GLM-5.1 in Real Coding Work
Last year in July, I tasked Moonshot AI’s Kimi K2 and Claude Sonnet 4 with a real-world coding challenge: generating Swift DSP filters and a Python tool that generates Swift unit tests for them. Both models failed, stalling on tolerances and unhandled phase jumps.
I care less about benchmarks than whether it actually works in practice; this test has some complexity, requiring iterative refinement through a feedback loop against Python reference calculations, so it is non-trivial. Based on my recent experiences, I’d expect Claude Opus 4.6 and GPT-5.4 to handle it well (though I haven’t tested it). I originally planned to try Meta’s Muse Spark, but although benchmark results were published, API access to the model is not yet widely available for independent testing. This is a bit reminiscent of Llama 4’s benchmark “optimizations.”
There’s another intriguing new entrant: GLM-5.1 from Z.ai, a massive 744B-parameter MoE model under MIT license, too large to run locally.

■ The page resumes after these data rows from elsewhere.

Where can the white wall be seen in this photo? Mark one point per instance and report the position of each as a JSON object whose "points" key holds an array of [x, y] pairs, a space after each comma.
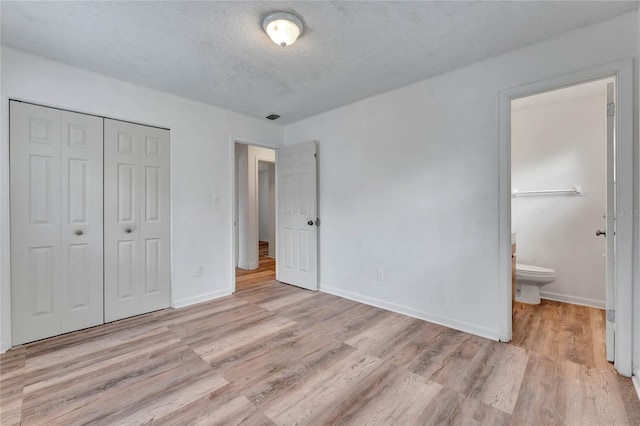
{"points": [[409, 181], [557, 146], [201, 159]]}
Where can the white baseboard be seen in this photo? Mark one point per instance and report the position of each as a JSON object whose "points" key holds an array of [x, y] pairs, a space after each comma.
{"points": [[592, 303], [415, 313], [202, 298], [248, 266], [634, 380]]}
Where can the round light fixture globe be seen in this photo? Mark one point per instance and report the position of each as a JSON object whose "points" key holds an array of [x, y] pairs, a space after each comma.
{"points": [[283, 28]]}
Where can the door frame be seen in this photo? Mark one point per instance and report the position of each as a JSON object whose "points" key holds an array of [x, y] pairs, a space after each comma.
{"points": [[622, 71], [232, 207]]}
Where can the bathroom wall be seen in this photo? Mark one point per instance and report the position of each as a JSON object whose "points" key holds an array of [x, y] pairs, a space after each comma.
{"points": [[558, 141]]}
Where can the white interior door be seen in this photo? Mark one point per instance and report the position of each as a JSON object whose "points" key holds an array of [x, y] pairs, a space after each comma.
{"points": [[611, 223], [137, 271], [56, 221], [297, 231]]}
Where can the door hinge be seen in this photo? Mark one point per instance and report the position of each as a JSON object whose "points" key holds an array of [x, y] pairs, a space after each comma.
{"points": [[611, 315]]}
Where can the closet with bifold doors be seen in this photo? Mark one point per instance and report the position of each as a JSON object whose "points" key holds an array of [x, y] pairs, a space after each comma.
{"points": [[90, 220]]}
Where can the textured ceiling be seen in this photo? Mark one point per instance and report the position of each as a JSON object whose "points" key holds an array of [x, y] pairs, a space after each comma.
{"points": [[217, 53]]}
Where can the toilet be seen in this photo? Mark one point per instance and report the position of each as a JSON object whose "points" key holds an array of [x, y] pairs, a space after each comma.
{"points": [[529, 279]]}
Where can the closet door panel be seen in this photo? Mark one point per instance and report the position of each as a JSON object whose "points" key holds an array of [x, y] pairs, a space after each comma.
{"points": [[121, 213], [154, 218], [137, 264], [35, 222], [81, 221]]}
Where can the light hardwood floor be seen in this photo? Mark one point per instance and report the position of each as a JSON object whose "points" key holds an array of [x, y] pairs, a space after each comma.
{"points": [[277, 354]]}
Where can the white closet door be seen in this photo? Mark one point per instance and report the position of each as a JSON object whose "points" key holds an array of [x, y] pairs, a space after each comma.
{"points": [[137, 271], [56, 191], [81, 227]]}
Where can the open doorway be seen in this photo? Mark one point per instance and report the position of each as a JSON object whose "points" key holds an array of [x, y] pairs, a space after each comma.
{"points": [[619, 313], [562, 185], [255, 199]]}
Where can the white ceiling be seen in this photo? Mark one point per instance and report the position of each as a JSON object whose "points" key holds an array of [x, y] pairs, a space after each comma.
{"points": [[217, 53]]}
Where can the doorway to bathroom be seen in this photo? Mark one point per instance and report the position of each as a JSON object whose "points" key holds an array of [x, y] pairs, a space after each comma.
{"points": [[566, 179], [559, 165], [255, 215]]}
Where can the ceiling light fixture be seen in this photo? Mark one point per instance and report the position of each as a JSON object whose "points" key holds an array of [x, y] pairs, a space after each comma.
{"points": [[283, 28]]}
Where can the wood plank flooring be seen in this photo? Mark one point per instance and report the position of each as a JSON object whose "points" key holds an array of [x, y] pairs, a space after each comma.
{"points": [[277, 354]]}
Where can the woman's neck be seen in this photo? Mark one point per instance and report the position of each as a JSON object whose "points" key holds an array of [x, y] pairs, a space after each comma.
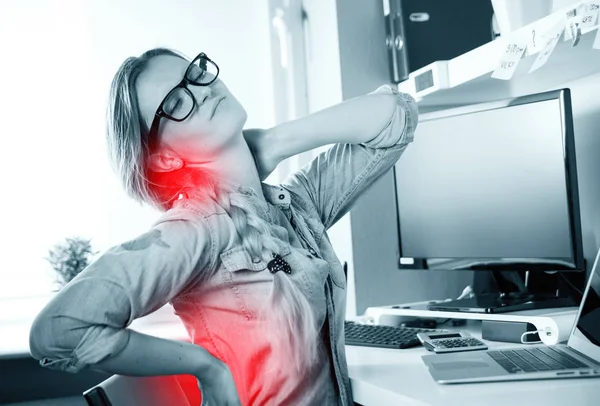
{"points": [[237, 167]]}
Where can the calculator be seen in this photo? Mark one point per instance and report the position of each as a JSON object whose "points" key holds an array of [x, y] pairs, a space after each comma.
{"points": [[442, 342]]}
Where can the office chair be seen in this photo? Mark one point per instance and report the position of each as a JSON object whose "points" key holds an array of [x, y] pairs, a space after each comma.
{"points": [[120, 390]]}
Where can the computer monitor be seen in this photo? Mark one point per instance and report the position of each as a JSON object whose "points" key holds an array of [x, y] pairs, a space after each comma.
{"points": [[492, 186]]}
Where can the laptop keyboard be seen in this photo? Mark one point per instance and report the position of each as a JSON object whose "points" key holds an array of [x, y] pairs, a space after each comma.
{"points": [[535, 359]]}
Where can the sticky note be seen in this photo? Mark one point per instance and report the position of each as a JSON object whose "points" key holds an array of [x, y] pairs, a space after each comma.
{"points": [[573, 18], [597, 40], [510, 59], [589, 18], [552, 38]]}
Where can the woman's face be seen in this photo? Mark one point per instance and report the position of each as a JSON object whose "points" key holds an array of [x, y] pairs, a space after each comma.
{"points": [[216, 121]]}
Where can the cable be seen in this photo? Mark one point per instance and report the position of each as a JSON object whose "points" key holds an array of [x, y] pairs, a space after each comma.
{"points": [[562, 275]]}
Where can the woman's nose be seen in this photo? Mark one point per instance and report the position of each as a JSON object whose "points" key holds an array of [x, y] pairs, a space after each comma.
{"points": [[203, 93]]}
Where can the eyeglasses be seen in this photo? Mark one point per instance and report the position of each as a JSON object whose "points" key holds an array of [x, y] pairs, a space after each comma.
{"points": [[179, 103]]}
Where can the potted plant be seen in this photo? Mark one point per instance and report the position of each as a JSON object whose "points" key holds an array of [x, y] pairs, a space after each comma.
{"points": [[69, 258]]}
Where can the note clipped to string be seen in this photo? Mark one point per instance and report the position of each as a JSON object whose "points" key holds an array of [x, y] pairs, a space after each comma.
{"points": [[551, 39], [597, 40], [573, 18], [589, 18], [510, 59]]}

Time to rerun the experiment: I made two small changes, switching from xcodebuild to SPM via Package.swift and replacing Visual Studio Code plus Cline with OpenCode. Neither, however, should significantly alter the outcome.
It generates the Swift code and Python tests, then iteratively refines them.
After approximately 15 minutes, a key moment occurs: it recognizes that angle-aware comparisons are needed due to phase wrapping around ±π. This was something I had to implement manually just last year How Moonshot AI Kimi K2 Performs in Real Coding Work . Furthermore, it identifies that the coefficients don’t match due to unity gain scaling, an issue I had also noticed after my original FIR filter app development back in June last year while working on Building a SwiftUI App With Claude Sonnet 4 and Gemini 2.5 Pro from Scratch .
It then fixes both issues and adapts the Swift routines accordingly.
And the result?
After 22 minutes, it has achieved its goal, at a cost of only $1.52.
Since it also created the unit tests on its own, I did one additional quick manual check:
Obviously the filter coefficients match.
So to sum it up:
- It built the Swift filter routines.
- It created Python routines that generated Swift tests.
- The newly created Swift FIR filter routines are now benchmarked against Python’s proven SciPy calculations.
- This iterative process, identifying problems, then resolving them automatically, forms a self-correcting feedback loop with zero manual intervention on my part.
For me, this means I now need to devise a new test case that current models cannot yet handle, so I can continue measuring progress.
Now that the priority is still clearly on using the best available model, and cost is still secondary, Anthropic and OpenAI are naturally the go-to options. But since open-weight models are significantly more cost-effective and can be run by any operator of one’s choice, independent of the original creator, I find myself questioning what the long-term differentiating factors will be, especially since switching between models is so easy. Is it then just the infrastructure or enterprise contracts that matter?